His success was at the outset hampered by the appeal the military were quick in making to a new method—to offset the power of Parliament in Peking. We have already dealt with the evils of the circular telegram in China—surely one of the most unexpected results of adapting foreign inventions to native life. By means of these telegraphic campaigns a rapid exchange of views is made possible among the provincial governors; and consequently in the autumn of 1916, inspired by the Military Party, a wholly illegal Conference of generals was organized by the redoubtable old General Chang Hsun on the Pukow railway for the purpose of overawing parliament, and securing that the Military Party retained a controlling hand behind the scenes. It is perhaps unnecessary today to do more than note the fact that the peace of the country was badly strained by this procedure; but thanks to moderate counsels and the wisdom of the President no open breach occurred and there is reason to believe that this experiment will not be repeated,—at least not in the same way. [Footnote: Although the events dealt with in Chapter XVI have brought China face to face with a new crisis the force of the arguments used here is in no wise weakened.]
The difficulty to be solved is of an unique nature. It is not that the generals and the Military Party are necessarily reactionary: it is that, not belonging to the intellectual-literary portion of the ruling elements, they are less advanced and less accustomed to foreign ways, and therefore more in touch with the older China which lingers on in the vast agricultural districts, and in all those myriad of townships which are dotted far and wide across the provinces to the confines of Central Asia. Naturally it is hard for a class of men who hold the balance of power and carry on much of the actual work of governing to submit to the paper decrees of an institution they do not accept as being responsible and representative: but many indications are available that when a Permanent Constitution has been promulgated, and made an article of faith in all the schools, a change for the better will come and the old antagonisms gradually disappear.

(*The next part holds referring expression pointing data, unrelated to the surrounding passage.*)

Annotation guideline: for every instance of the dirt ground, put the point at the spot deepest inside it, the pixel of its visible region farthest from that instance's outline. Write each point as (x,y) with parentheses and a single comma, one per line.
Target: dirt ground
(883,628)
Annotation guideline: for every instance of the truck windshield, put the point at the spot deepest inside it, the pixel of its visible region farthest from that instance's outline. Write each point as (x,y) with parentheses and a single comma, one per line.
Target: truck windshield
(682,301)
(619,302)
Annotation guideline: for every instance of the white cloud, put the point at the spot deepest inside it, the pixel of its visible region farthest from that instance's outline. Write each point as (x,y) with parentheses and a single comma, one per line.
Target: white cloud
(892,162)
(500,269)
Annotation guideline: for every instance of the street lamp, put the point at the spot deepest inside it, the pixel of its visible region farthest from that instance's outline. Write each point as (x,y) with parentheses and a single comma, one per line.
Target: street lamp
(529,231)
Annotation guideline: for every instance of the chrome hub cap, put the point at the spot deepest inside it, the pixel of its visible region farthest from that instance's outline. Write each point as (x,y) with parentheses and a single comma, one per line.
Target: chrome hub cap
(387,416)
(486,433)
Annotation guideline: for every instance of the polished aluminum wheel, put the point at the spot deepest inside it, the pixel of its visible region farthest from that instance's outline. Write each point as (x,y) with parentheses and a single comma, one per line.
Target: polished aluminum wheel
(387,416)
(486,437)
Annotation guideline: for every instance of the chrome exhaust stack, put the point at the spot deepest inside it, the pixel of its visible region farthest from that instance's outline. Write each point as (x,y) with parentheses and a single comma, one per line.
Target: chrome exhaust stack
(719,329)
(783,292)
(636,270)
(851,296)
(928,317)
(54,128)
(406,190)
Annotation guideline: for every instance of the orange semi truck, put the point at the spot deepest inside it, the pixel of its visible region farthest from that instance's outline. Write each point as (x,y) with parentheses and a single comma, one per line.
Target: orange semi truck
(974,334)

It is on this Constitution that Parliament has been at work ever since it re-assembled in August, 1916, and which is now practically completed. Sitting together three times a week as a National Convention, the two Houses have subjected the Draft Constitution (which was prepared by a Special Parliamentary Drafting Committee) to a very exhaustive examination and discussion. Many violent scenes have naturally marked the progress of this important work, the two great parties, the Kuo Ming Tang and the Chinputang, coming to loggerheads again and again. But in the main the debates and the decisions arrived at have been satisfactory and important, because they have tended to express in a concrete and indisputable form the present state of the Chinese mind and its immense underlying commonsense.